CDU und Grüne hätten bei beiden Aspekten, sowohl bei den Gebühren als auch in der Qualitätsverbesserung, versagt, so Löber. Die SPD-Landtagsfraktion habe einen Gesetzentwurf vorgelegt, der Hessen deutlich nach vorne gebracht hätte. Der SPD-Entwurf sah in einem Stufenmodell vor, Zeiten für so genannte mittelbare pädagogische Arbeit (Vor- und Nachbereitung, Elterngespräche) von 20 Prozent einzuführen und einen Zuschlag für Leitungstätigkeiten vorzusehen. Außerdem sollte der Zuschlag für Ausfallzeiten (Krankheit, Urlaub, Fortbildung) auf ein realistisches Maß von 20 Prozent angehoben werden.
„Wir haben in der Anhörung für unsere Vorschläge von allen Seiten sehr viel Zustimmung bekommen, von den freien und den kommunalen Trägern, von den Eltern, von den Gewerkschaften und der Wissenschaft.

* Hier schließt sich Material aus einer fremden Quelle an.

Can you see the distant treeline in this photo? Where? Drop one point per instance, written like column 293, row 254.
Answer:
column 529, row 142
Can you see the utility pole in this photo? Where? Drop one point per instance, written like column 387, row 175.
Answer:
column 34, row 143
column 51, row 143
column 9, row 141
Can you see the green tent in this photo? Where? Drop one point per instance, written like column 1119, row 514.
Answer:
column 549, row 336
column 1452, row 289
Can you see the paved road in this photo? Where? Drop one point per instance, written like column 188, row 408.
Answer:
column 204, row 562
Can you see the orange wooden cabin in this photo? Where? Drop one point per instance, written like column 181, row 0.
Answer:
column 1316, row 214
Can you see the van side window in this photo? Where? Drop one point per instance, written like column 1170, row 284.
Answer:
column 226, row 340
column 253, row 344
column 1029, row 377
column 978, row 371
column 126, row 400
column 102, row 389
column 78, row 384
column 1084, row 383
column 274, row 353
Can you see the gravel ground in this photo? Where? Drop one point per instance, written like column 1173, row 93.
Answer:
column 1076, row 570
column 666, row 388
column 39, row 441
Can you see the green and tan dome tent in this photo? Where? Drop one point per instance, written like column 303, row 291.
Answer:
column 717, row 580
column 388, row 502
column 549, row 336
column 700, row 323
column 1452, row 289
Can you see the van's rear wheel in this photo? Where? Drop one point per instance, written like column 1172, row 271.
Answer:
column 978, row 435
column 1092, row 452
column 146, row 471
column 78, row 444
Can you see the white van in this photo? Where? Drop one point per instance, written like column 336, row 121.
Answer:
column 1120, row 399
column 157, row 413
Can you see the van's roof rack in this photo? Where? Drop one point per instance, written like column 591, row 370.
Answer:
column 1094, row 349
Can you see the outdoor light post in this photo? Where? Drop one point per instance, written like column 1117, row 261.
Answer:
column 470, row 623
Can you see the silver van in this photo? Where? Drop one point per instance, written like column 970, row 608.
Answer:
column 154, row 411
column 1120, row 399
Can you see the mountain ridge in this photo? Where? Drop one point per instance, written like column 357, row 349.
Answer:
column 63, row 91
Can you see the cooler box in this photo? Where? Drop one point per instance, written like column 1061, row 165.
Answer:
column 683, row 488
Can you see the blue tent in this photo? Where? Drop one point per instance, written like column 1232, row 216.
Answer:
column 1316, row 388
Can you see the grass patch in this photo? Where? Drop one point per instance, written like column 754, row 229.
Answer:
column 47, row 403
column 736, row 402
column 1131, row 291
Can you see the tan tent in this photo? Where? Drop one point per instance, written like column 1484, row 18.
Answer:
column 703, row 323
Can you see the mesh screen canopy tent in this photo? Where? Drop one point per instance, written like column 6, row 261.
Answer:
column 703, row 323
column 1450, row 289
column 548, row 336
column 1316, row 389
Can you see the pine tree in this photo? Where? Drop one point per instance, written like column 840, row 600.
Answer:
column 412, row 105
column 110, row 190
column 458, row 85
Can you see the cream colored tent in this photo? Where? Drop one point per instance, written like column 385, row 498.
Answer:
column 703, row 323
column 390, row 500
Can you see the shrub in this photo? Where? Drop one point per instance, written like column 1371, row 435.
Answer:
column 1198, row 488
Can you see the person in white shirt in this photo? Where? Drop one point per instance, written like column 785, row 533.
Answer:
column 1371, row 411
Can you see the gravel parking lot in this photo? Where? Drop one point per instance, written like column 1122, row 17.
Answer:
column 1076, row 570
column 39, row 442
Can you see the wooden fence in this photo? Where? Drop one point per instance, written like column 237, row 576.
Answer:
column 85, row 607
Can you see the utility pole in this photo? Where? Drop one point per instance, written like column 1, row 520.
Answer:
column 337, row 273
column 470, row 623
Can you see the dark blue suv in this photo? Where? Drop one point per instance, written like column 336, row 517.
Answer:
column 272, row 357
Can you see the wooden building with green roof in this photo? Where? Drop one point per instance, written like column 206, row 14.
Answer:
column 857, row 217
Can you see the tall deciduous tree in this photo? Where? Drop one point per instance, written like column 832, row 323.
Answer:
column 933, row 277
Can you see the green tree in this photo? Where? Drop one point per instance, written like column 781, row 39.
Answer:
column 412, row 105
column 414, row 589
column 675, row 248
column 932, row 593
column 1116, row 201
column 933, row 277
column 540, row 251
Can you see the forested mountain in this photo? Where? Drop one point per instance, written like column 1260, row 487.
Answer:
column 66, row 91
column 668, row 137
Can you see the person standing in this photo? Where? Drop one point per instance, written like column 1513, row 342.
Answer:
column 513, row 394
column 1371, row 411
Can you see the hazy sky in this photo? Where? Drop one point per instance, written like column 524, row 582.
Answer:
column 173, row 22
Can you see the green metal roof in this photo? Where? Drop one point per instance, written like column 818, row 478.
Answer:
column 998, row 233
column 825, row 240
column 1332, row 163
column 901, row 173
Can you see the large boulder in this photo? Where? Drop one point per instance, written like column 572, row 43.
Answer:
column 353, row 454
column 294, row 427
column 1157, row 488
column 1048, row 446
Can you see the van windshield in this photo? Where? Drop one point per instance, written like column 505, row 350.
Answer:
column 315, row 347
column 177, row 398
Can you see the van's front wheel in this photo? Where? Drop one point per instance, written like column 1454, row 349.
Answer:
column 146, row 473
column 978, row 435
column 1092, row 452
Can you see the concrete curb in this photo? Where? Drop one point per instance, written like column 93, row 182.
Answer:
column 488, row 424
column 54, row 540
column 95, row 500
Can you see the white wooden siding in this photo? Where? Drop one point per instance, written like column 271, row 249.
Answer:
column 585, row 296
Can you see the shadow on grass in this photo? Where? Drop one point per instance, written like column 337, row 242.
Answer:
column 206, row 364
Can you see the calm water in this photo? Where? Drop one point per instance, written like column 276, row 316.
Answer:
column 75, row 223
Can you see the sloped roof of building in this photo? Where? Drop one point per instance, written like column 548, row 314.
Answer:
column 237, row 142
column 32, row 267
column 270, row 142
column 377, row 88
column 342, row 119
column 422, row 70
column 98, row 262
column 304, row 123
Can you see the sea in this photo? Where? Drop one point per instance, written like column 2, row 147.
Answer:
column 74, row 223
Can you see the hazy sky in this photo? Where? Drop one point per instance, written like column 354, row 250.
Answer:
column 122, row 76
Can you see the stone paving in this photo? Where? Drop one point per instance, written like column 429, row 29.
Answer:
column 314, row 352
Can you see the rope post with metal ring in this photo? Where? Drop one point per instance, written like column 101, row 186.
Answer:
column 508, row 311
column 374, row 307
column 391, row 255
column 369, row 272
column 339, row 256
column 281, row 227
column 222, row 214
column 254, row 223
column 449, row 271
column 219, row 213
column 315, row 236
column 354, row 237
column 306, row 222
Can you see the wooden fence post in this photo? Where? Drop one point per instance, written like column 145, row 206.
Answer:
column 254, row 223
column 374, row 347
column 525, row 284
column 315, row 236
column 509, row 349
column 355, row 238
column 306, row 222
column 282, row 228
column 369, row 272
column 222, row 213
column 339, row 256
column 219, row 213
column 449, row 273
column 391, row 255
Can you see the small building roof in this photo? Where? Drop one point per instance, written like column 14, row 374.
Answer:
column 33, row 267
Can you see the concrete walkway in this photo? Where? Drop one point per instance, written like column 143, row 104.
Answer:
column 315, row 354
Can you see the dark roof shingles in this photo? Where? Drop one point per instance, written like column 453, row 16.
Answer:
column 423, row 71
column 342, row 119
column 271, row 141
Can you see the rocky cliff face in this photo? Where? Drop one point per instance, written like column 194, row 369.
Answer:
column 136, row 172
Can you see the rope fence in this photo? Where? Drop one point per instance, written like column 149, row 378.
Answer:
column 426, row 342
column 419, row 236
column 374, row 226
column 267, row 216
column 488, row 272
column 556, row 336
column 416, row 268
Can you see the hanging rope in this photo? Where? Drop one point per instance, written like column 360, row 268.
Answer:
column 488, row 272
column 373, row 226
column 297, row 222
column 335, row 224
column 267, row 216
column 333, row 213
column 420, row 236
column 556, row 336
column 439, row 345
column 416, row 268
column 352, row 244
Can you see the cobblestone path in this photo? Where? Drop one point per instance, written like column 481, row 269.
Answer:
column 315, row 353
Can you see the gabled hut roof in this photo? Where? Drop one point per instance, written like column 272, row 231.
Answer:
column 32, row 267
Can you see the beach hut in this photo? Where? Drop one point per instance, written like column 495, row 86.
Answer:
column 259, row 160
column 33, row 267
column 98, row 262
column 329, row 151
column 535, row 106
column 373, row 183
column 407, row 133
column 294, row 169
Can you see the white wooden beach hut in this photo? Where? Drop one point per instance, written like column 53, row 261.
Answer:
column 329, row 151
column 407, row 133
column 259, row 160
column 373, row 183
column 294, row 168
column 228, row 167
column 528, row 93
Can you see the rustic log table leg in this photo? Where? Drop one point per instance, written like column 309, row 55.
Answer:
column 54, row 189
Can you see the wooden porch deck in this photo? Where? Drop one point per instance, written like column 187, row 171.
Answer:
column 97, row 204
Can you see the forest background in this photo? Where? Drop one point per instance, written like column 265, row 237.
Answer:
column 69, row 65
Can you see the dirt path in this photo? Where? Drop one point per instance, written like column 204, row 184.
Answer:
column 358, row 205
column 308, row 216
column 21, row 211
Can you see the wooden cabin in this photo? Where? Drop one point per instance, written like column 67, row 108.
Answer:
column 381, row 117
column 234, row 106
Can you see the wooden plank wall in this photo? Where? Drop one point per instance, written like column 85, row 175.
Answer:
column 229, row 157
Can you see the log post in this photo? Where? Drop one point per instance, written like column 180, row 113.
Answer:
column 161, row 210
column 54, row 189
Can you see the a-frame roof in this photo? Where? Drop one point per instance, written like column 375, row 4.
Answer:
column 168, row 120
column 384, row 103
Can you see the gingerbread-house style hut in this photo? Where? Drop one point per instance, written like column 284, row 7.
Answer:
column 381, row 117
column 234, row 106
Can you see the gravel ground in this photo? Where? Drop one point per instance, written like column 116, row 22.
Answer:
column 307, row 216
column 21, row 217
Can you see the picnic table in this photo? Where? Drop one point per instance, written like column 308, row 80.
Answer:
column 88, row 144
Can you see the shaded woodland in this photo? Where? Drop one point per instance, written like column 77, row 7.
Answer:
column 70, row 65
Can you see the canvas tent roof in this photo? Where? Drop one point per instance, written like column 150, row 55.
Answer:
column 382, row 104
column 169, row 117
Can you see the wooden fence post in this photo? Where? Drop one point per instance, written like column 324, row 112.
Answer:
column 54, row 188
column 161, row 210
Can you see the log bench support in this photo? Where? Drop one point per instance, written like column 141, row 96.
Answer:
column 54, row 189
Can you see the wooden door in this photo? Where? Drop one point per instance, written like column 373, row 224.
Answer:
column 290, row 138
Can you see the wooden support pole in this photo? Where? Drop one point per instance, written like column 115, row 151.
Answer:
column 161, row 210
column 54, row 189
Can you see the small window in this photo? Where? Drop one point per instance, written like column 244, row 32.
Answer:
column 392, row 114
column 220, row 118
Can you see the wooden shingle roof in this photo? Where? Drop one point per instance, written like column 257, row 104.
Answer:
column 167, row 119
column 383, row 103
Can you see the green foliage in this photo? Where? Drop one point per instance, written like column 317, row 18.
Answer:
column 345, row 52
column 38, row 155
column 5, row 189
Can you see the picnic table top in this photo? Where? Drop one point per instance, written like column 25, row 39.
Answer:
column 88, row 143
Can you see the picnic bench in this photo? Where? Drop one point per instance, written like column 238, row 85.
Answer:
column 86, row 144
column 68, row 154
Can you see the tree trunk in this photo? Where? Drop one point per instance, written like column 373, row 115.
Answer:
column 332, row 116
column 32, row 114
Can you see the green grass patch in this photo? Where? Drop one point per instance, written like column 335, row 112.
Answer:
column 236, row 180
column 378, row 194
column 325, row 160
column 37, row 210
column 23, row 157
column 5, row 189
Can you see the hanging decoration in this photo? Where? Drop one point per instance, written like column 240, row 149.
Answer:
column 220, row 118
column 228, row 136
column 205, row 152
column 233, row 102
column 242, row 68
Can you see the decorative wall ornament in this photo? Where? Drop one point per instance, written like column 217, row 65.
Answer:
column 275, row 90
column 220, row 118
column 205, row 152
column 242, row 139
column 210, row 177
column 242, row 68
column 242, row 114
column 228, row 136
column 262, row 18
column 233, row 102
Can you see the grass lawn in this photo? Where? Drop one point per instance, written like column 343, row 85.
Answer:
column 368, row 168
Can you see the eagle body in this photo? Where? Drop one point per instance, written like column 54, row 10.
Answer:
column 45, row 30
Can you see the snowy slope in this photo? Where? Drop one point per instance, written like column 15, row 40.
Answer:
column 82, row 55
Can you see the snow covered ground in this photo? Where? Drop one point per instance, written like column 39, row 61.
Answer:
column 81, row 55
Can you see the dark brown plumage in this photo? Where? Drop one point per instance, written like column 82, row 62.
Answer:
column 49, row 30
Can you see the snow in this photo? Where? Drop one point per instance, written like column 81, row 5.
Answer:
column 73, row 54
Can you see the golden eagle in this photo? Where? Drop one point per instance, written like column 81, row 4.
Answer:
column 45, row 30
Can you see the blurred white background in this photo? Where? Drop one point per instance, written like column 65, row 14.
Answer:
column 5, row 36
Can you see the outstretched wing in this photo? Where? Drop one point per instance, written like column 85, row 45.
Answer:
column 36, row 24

Damit ist der Maßstab für Qualität in Kitas gesetzt. Allen lautstarken Bekundungen zum Trotz hat Schwarzgrün die Warnungen missachtet und muss jetzt hinnehmen, dass Hessen sich im Bundesvergleich blamiert. Die eigentlichen Leidtragenden sind allerdings die Kinder, die Eltern und das Personal in den Einrichtungen“, stellte der Familienpolitiker Merz fest.
„Wir brauchen einen Richtungswechsel in der Kinderbetreuung in Hessen. Wir brauchen deutlich mehr Qualität und wir brauchen komplette Gebührenbefreiung von Anfang an, für alle Altersstufen, für alle Betreuungsformen und für alle Betreuungszeiten. Die SPD hat dazu einen Vorschlag vorgelegt, der solide finanziert ist. Dieser Vorschlag steht am 28.Oktober 2018 zur Wahl“, betont Angelika Löber.